La incertidumbre era tal que no encontraba consuelo para su suplicio.
—Natie, intento hablar contigo —le dijo su padre desde su asiento delantero, haciendo caso omiso a las insistencias del enfermero de emplear las vías que le ayudarían a respirar. Asió su brazo de la cálida mano del muchacho y centró la atención en ella—. Estás muy pensativa últimamente. ¿Quieres hablar de algo con tu viejo? —le ofreció.
—No será necesario. Me repondré.
—Yo también detestaba el amor —comentó, estirando las piernas.
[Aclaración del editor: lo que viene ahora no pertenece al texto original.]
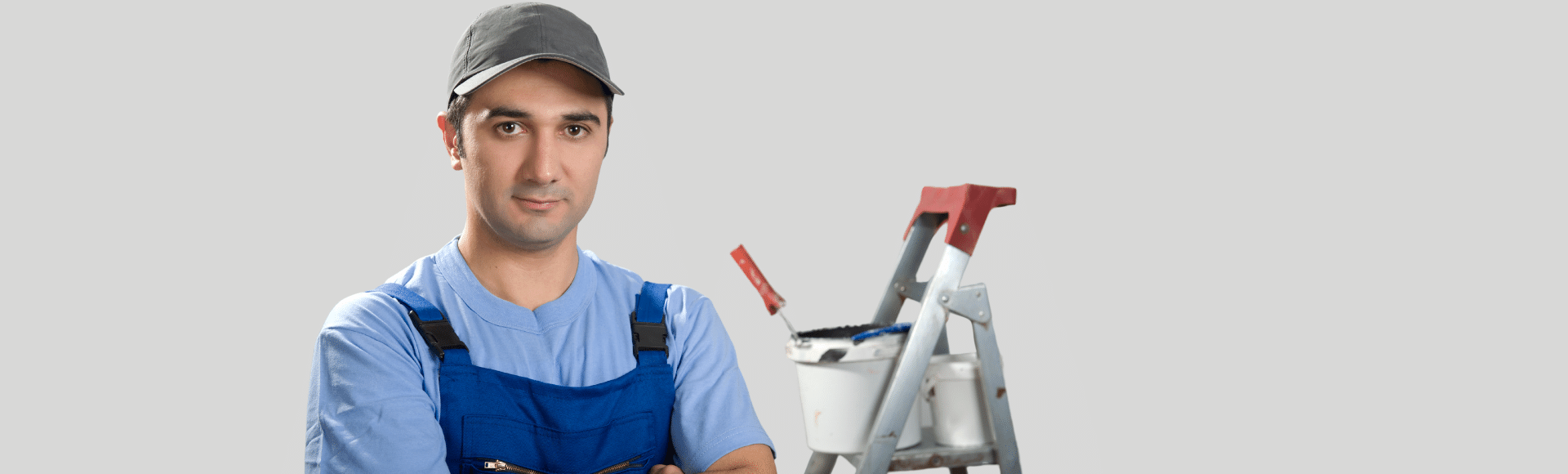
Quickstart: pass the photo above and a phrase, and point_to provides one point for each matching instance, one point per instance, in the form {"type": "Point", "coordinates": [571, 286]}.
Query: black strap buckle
{"type": "Point", "coordinates": [648, 336]}
{"type": "Point", "coordinates": [438, 335]}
Natalie sonrió al percatarse de las pretensiones de su padre (ocupar también el asiento contiguo para evitar que los enfermeros lo tomaran), y se alegró de que su estado de humor no se hubiera visto alterado tras el infarto—. Hasta que apareció tu madre. Literalmente, esa moza de ahí me abrió un mundo poblado de nuevas y fascinantes posibilidades. Ahora estamos casados, con cuatro... tres hijos hermosos, un trabajo próspero y una salud que irá a mejor.
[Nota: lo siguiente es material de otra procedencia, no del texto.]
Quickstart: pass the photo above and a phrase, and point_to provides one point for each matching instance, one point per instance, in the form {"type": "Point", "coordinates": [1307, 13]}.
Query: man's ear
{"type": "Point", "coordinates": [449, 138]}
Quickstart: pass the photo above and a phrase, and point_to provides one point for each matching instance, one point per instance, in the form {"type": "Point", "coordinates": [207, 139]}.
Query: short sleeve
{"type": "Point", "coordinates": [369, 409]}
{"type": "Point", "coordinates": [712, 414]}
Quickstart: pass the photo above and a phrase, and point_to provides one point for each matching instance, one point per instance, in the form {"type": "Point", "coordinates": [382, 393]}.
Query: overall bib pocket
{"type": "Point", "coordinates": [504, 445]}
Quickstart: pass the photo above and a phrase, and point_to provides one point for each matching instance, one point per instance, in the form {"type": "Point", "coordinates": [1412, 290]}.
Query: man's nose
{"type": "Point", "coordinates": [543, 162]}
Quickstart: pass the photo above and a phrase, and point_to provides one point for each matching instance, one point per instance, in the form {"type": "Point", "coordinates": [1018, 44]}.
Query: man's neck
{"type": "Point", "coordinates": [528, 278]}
Aprovechó que Catherine paseaba de un lado a otro para azotar su trasero, provocando que la aludida le chillara y que Natalie pusiera los ojos en blanco. Desvió la mirada hacia la ventanilla mientras presenciaba de fondo cómo su madre le reprochaba sus actos tan inapropiados. Dimitri no solo la escuchó, sino que acató sus órdenes y se levantó unos centímetros del asiento para alcanzar los labios de su esposa. Natalie permaneció ajena a esas demostraciones de cariño, pues, cada vez que las presenciaba, notaba su corazón fragmentarse en mil pedazos. Una de las azafatas les pidió educadamente que se abrocharan los cinturones, y eso hicieron. Natalie hundió las uñas en el escabel del asiento, mientras rezaba para un despegue rápido. Respiró hondo y exhaló el aire con lentitud, repitiéndose que las turbulencias disminuirían una vez que el avión se estabilizara en el aire.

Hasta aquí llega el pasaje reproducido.